There’s a lot of innovation and contrasting architectures in the bot mitigation and detection industry, so it can be difficult to distinguish between them and determine fact from fiction. There’s no silver bullet when it comes to stopping bots. Solutions must be agile and accommodate for a broad range of detection methods, mitigative actions, and understanding of adversarial methods to remain effective.
Here’s 10 myths we often hear within the industry that we’d like to shed some light on:
Myth #2: Machine Learning is the best way for stopping modern bots
Machine learning (ML) trains models based on historical data. By nature, it takes time to look over new data before it can make a semi-accurate decision. The time to make a decision can range from minutes to days depending on the solution, during which time bot operators can send thousands of undetected requests. This leaves a sizable window where a threat actor can successfully exploit ML-based defenses. An approach that solely relies on ML will be slow to respond to evolving automated attacks, and an attacker only has to change their attack behavior slightly to fool it again. In addition, attackers are increasingly skilled at tricking ML models into producing faulty outputs by feeding models with fake data and spoofing request headers using readily available services such as residential proxy networks.

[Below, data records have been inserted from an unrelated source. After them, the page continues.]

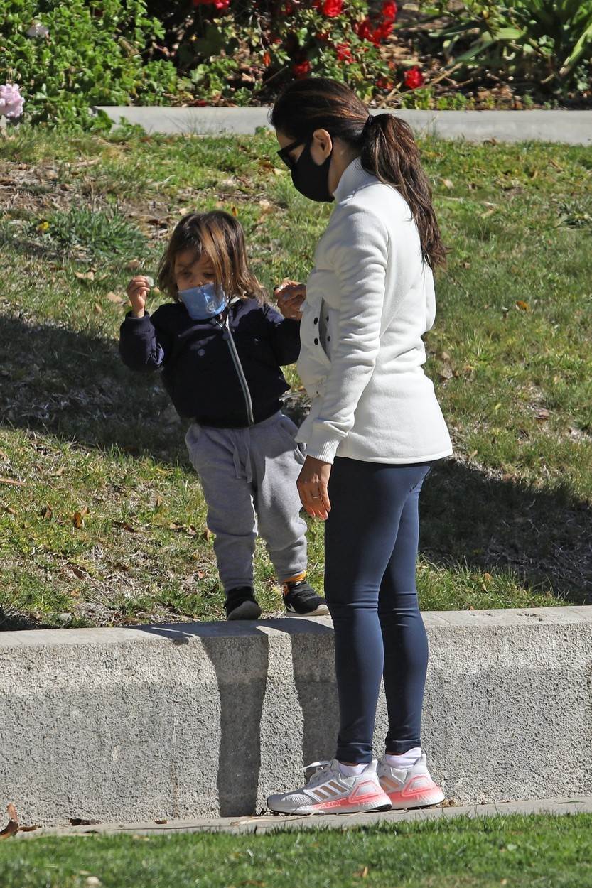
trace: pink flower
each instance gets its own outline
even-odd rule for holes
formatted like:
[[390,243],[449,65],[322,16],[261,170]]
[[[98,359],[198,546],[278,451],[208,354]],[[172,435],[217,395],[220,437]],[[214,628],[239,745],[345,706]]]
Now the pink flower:
[[329,19],[334,19],[336,15],[340,15],[342,9],[343,0],[324,0],[323,4],[323,14]]
[[416,90],[418,86],[423,86],[424,76],[417,65],[410,67],[405,73],[405,86],[410,90]]
[[351,50],[348,44],[338,44],[335,47],[337,50],[337,58],[340,61],[345,61],[348,65],[350,65],[354,60],[351,55]]
[[356,21],[354,25],[354,30],[357,34],[360,40],[371,40],[372,39],[372,28],[370,19],[364,19],[364,21]]
[[308,59],[304,61],[294,62],[292,66],[292,71],[295,77],[301,80],[302,77],[306,77],[308,74],[310,74],[310,62]]
[[4,83],[0,86],[0,115],[4,117],[20,117],[25,99],[16,83]]

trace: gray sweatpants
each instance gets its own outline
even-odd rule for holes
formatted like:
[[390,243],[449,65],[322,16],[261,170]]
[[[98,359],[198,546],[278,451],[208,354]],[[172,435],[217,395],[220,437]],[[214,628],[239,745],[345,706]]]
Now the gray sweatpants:
[[216,535],[214,552],[224,591],[252,586],[257,533],[267,543],[279,583],[306,570],[306,521],[296,480],[304,453],[296,426],[276,413],[245,429],[194,423],[185,437]]

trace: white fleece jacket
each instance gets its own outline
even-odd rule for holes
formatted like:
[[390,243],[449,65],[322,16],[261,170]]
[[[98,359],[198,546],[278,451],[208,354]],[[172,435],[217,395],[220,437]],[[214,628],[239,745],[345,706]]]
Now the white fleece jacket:
[[422,368],[434,279],[409,206],[357,159],[334,197],[302,306],[298,369],[312,407],[297,440],[325,463],[448,456],[448,430]]

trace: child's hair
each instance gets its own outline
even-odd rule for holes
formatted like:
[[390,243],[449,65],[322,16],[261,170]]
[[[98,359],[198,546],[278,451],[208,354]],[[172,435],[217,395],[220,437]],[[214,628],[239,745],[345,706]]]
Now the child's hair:
[[272,126],[286,137],[306,141],[315,130],[327,130],[360,152],[364,170],[393,186],[415,219],[424,260],[444,264],[442,242],[429,180],[420,161],[411,127],[390,114],[369,116],[365,105],[345,83],[308,77],[289,83],[269,113]]
[[176,301],[175,258],[187,250],[194,250],[195,261],[207,256],[227,296],[265,301],[265,290],[249,269],[243,226],[234,216],[212,210],[188,213],[177,224],[158,266],[158,286]]

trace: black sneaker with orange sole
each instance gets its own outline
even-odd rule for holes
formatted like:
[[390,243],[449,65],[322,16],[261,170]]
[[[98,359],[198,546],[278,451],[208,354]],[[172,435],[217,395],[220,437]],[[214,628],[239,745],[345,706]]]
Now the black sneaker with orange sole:
[[306,580],[284,583],[284,604],[289,614],[298,616],[326,616],[327,602]]

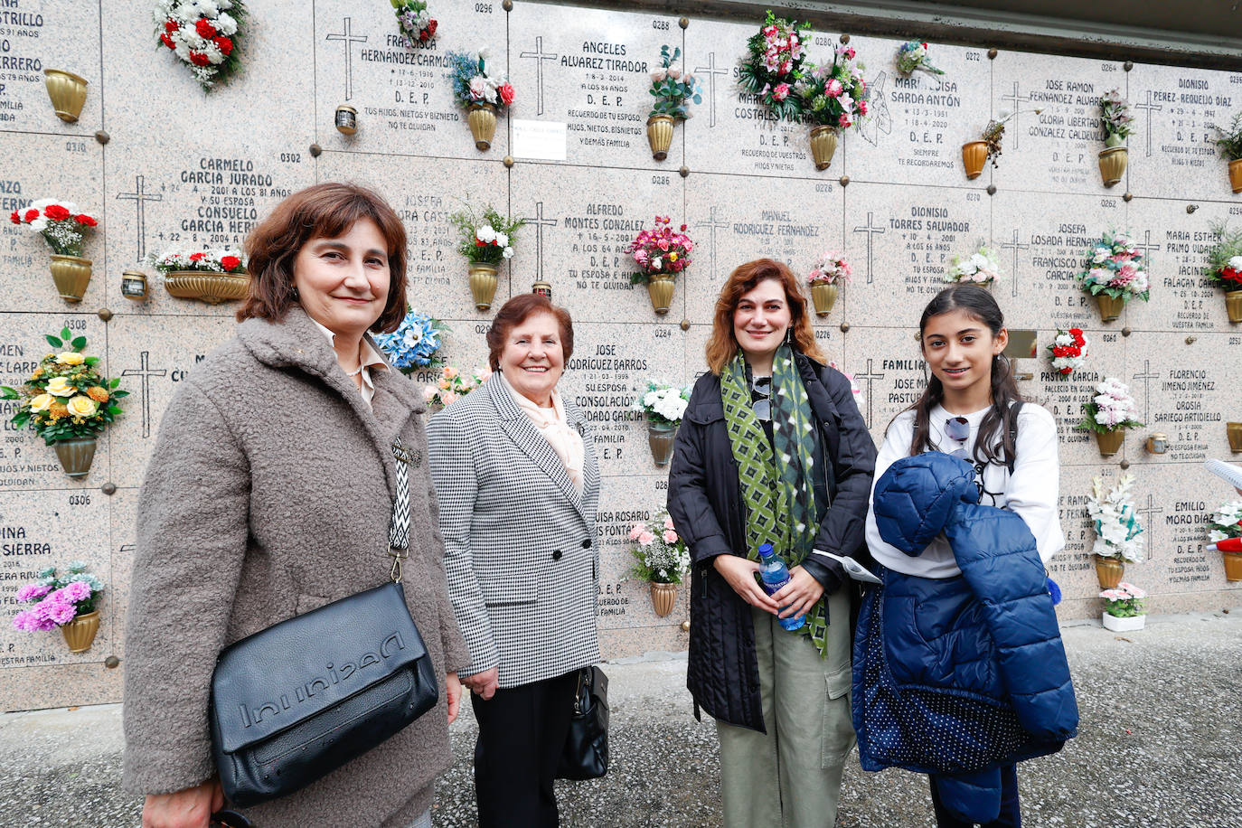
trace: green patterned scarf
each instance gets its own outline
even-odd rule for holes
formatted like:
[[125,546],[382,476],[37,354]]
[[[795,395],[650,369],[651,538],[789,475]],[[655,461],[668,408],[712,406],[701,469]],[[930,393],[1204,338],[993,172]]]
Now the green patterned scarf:
[[[746,556],[759,560],[759,546],[771,544],[792,569],[811,554],[821,513],[812,483],[818,428],[789,345],[781,345],[773,360],[771,443],[751,406],[741,351],[720,374],[720,398],[746,504]],[[820,598],[802,627],[821,657],[827,655],[827,616]]]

REALITY: Machine learning requires analyzing behaviors to identify anomalies. While undoubtedly an important tool for bot detection, it relies on historical data, cannot stop bots on the first request, and is vulnerable to bots that fly beneath the radar by acting just like humans and those able to train and trick the model. Server-side data analytics, coupled with real-time client-side detection, provide a combination of proactive and reactive detection techniques to add layers of depth that a bot operator must now overcome to be successful.
Myth #3: Bot mitigation is most effective implemented at the edge
There are tradeoffs unique to organizations that must be considered when it comes to deciding where to implement bot mitigation. Those who place minimizing latency at a premium will benefit from bot mitigation at the edge, but not as much as you’d think. Studies show about a 30 millisecond decrease in page load times when bot detection decisions are made from the ISP edge instead of a nearby cloud data-center. Meanwhile, implementing bot mitigation at the edge likely locks you into a CDN that may be prohibitive for cost, multi-CDN implementation or other design considerations. On the other hand, those who place security at a premium benefit by implementing bot mitigation near the edge, but not at the edge. One benefit to this is having defenses “hide” behind a CDN, making it far more difficult for adversaries to know what they’re up against. Another major security benefit is having a more centralized view of bot activity with the ability to adapt quickly. Highly distributed edge security platforms ironically have difficulty detecting highly distributed bot attacks. This is because edge nodes aren’t working together, making distributed attacks such as those that come in low and slow easy to sail through. Highly distributed platforms are also slow to react to new threats, as they are unable to rollout new configurations instantaneously and unlikely designed to inject new defense scripts from the edge into the client.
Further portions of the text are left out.